Саша машинально обернулась на голос и замерла, не в силах выдохнуть. У окликнувшего вместо лица был черный квадрат, нацеленный на нее. Секунду спустя мир перевернулся, черное сменилось белым, рот забился снегом. Что-то тяжелое и теплое придавило сверху, не позволяя шевельнуться.
Ни выстрела, ни взрыва, только короткий шум борьбы и невнятная ругань.
– Что за бомба у тебя, с-сука? – орал Фрол, командир комиссарского конвоя. – Какой еще апырат? А ну отвечай!
Удар, хрип.
– Слышь, это и впрямь не бомба, Фрол Матвеич, – сказал один из бойцов. – Кодак это, машинка для фотографий.
– Так, отбой тревоги, – Фрол мигом охолонул. – Васька, слазь давай с комиссара, не твоя, чай, жена-то.
Васька, младший из бойцов конвоя, пыхтя, сдвинулся и освободил ее. Саша поднялась на четвереньки. Сплюнула окровавленный снег. Ощупала лицо: челюсть цела, зубы на месте, губа только разбита о смерзшийся снег. Робеспьер смотрел на нее укоризненно – они рухнули в сугроб в двух шагах от его копыт. Если бы конь забился, испугавшись суеты и криков, то растоптал бы обоих. Вот вышла бы нелепая смерть.

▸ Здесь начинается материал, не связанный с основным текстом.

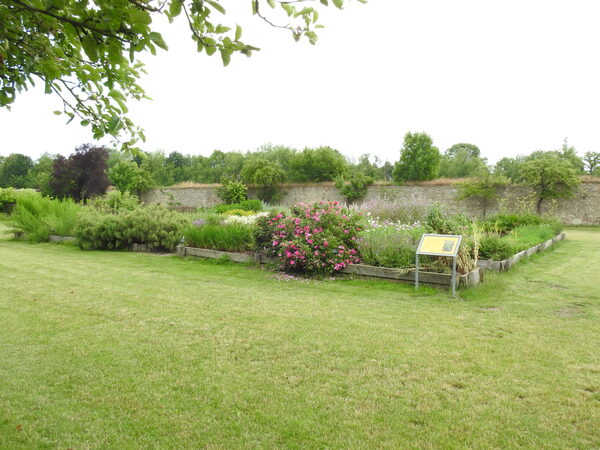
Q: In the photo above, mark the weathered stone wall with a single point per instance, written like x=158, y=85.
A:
x=583, y=209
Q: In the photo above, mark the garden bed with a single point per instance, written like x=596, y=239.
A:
x=509, y=262
x=363, y=271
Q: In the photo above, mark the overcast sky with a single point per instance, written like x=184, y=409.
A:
x=509, y=76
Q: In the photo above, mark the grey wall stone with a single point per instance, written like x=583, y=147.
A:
x=583, y=209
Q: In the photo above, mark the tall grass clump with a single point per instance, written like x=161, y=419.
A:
x=389, y=245
x=39, y=217
x=229, y=237
x=383, y=208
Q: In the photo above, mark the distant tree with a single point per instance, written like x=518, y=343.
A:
x=550, y=177
x=484, y=187
x=15, y=171
x=369, y=169
x=318, y=164
x=461, y=160
x=265, y=175
x=82, y=175
x=41, y=173
x=355, y=187
x=591, y=161
x=510, y=168
x=128, y=177
x=419, y=159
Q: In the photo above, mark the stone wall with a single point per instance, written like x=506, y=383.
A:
x=583, y=209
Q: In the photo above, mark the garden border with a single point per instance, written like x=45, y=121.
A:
x=506, y=264
x=363, y=271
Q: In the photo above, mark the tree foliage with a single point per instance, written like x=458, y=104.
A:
x=461, y=160
x=550, y=178
x=87, y=53
x=318, y=164
x=82, y=175
x=419, y=159
x=484, y=187
x=591, y=161
x=15, y=171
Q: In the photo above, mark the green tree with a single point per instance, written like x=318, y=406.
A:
x=86, y=53
x=41, y=174
x=484, y=188
x=419, y=159
x=130, y=178
x=461, y=160
x=265, y=175
x=591, y=161
x=15, y=171
x=550, y=178
x=318, y=164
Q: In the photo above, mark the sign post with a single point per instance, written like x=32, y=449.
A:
x=438, y=245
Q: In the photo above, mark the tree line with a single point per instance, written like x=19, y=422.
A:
x=91, y=169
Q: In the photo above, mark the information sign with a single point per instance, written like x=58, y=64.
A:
x=438, y=245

По счастью, этот рысак был поумнее многих людей.
Солдаты скрутили фотографа – тот орал, что он доброволец из восьмой роты. Кровь с разбитого – сильнее, чем у Саши – лица заливала его городское каракулевое пальто.
Красный как полковое знамя Васька подал ей руку, помогая встать.
– Ты эт, не серчай, товарищ комиссар, – пробормотал он. – Я ж подумал, и впрямь бомбист выискался на наши головы… цела сама-то?
– Цела. Да с чего бы мне сердиться? Спасибо тебе, Василий, – Саша зачерпнула горсть снега, утерла кровь с лица и тепло улыбнулась юноше. – Ты ведь сейчас жизнь свою готов был положить за меня. Повеселились и будет, – это уже Фролу. – Главкома Антонова разыщите.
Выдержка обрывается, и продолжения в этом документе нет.